18
Sunday, Year B,
"Do not work for food that
perishes."
The Holy Catholic Church is greatly
interested in the affairs of men. For this, she is at once praised and
vilified. When the Church offers assistance to the poor, when she runs
hospitals and orphanages, when she helps negotiate terms of peace between
warring parties, then she is generally applauded, even by the irreligious. But
when she speaks about the social order, about marriage and chastity, about
integrity in political life, about the just limits of scientific research,
about the evil of abortion, or the illicit means of population control, about
immorality in art or music or fashion, then she is too often rebuked for
her involvement in areas of human life and activity that are judged beyond her.
Bluntly put, the Church is told to mind her own business and stay out of areas
of life that ought not to concern her. The Church, these critics would say,
should be involved in matters of a purely religious kind and not attempt to
influence matters that are not her competence.
The great divorce of religion–of matters of
faith–from public social, economic, political and ethical life has already been
successfully achieved, for the greater part, by almost every Protestant church
without exception. Religion has pretty well been reduced there to piety–and, at
that–a piety of a rather unholy sort. But the same trap has now also fettered the
thinking of a great number of Catholics who believe that the Church should not
overstep certain bounds. Priests have succumbed to this trend in preaching
about niceties of Christian fellowship (although they wouldn’t use that word),
or by making some strained, trifling application of a Gospel text, and by
avoiding all mention of those weighty moral and social problems that clamor for
the Church’s guidance, clarity, precision and correction: people’s everyday
moral problems. Our people are thus being starved; and they hunger–even when
they don’t realize it or acknowledge it–they hunger for the truth. Moreover,
the problem is compounded in our country where we are ever being reminded of an
imaginary ‘wall of separation’ between church and state, a wall that, if it
existed, would impede, if not stifle the effectiveness of the Church to make a
salutary change on social, ethical or political life. We are in great danger of
reducing the Catholic religion–which is to say, the fulness
of Christianity–to pleasant Sunday gatherings, to platitudes about "living
out our faith" (with no determinate meaning or application to life at
all), to a new Gospel of "unconditional love" (meaning, we can do
what we please and still love God), and to a vague moral doctrine that pretty
well leaves one to decide moral issues for himself. This is hunger, this is
starvation, it is spiritual death! (By the way, the
ironic outcome of this is that the relegation of the Church’s involvement to
purely religious matters has not produced within the Church a stronger dogmatic
emphasis in preaching and catechesis, nor has it led to a more reverent and
inspiring performance of her religious rites. Rather, ignorance of doctrine and
the bizarre rituals of the new age and of magic are ever on the increase.)
This proposed split of body and soul, the
divorce of matter and spirit, this banishment of the Church from much that
concerns what-skeptics-call ‘reality’, or the ‘real world’ (as if religion were
a fantasy), has largely succeeded. The resulting freedom from the Church’s
influence has given us leave to become materialists, sensualists, perverts,
swindlers, double-dealers in business, sterile in our marriages but richly
fertile in promiscuousness, sentimentalists or hard-nosed secularists–all
these, while yet free to continue to call ourselves Catholics.

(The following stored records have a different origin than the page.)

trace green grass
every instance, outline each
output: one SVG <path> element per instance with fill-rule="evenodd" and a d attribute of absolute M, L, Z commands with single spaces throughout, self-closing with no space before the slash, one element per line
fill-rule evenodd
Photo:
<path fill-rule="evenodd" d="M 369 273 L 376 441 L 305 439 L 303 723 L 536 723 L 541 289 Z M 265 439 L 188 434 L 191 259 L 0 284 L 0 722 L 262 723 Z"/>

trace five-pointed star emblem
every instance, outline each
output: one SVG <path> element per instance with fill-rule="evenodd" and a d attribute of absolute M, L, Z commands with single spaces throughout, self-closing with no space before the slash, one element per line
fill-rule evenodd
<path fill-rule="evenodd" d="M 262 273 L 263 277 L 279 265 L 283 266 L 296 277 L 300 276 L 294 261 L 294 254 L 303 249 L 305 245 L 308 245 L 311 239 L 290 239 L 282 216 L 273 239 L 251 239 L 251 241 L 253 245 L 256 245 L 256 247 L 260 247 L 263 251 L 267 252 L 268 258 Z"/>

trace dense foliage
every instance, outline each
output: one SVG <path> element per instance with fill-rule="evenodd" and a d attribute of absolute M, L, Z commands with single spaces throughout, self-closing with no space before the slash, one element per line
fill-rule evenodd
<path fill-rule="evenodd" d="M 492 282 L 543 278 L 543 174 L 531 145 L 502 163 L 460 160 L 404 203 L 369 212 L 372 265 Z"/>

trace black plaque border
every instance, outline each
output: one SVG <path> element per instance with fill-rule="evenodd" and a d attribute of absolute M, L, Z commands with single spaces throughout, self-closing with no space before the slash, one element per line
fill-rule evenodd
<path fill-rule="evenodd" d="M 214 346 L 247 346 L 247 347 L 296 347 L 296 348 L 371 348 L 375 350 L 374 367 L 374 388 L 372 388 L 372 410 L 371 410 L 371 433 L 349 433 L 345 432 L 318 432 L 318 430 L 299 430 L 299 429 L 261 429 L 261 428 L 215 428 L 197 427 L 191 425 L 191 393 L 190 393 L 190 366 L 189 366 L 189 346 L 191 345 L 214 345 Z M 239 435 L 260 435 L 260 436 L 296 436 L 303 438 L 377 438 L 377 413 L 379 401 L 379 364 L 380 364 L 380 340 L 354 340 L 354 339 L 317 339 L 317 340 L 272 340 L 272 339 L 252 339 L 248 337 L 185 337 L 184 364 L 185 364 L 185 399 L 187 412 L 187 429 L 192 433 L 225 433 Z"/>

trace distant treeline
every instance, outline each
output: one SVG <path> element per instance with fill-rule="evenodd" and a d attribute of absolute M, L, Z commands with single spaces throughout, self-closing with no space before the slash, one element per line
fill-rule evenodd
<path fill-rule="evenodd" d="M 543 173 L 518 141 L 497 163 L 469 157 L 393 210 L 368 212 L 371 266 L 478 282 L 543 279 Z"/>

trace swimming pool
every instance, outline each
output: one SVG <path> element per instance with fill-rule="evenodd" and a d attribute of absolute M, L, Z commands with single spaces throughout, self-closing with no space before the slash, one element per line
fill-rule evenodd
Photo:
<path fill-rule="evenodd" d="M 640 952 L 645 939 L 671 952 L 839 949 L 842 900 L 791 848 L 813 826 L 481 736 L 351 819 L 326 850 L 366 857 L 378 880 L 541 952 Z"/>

"Do not work for food that
perishes." When we fail to become truly religious people, when the faith
is alien to our thinking, our voting, our daily choices, we are left to
creating our own opinions, to forming our own magisterium,
to inventing "values". We are left, in other words, with the
meaninglessness of things-as-they-are-given-by-God; we are left without
knowledge of the final destination of our lives and of the purposes for
which we have been created by God; we become blinded to God’s natural laws and
incapable of seeing His presence in the world. We are left only with this:
"working for the food that perishes." Living, in
effect, without God.
Our holy Catholic religion is the
enlightenment not only for the purely religious dimension of life, but of life
generally. "I am the bread of life", our Lord says. "Whoever
comes to me will never hunger, and whoever believes in me will never
thirst." (This is only indirectly a reference to the Holy Eucharist–at
least at this point in our Lord’s discourse. Next week’s Gospel will focus the
attention specifically to this.) Jesus Christ is the satisfaction of all our
desires: of mind, of goodness, of truth, of beauty, of happiness. Consuming Jesus’s "bread" means ‘taking in’ His teachings,
adjusting our thinking and opinions to His truth, acting morally, observing the
Pope’s moral doctrines about the evils of contraception, abortion,
homosexuality and divorce. To quote again from this passage: ‘This is doing the work of God: that you believe in
the one sent by the Father, Christ.’ Being a fully observant Catholic is God’s
work. It is not the doctrine of man that we profess, but divine truth.
Believe Christ! embrace
Him! obey Him! He is divine ‘Bread’! Consume Him, lest
you hunger, lest you thirst, lest you die.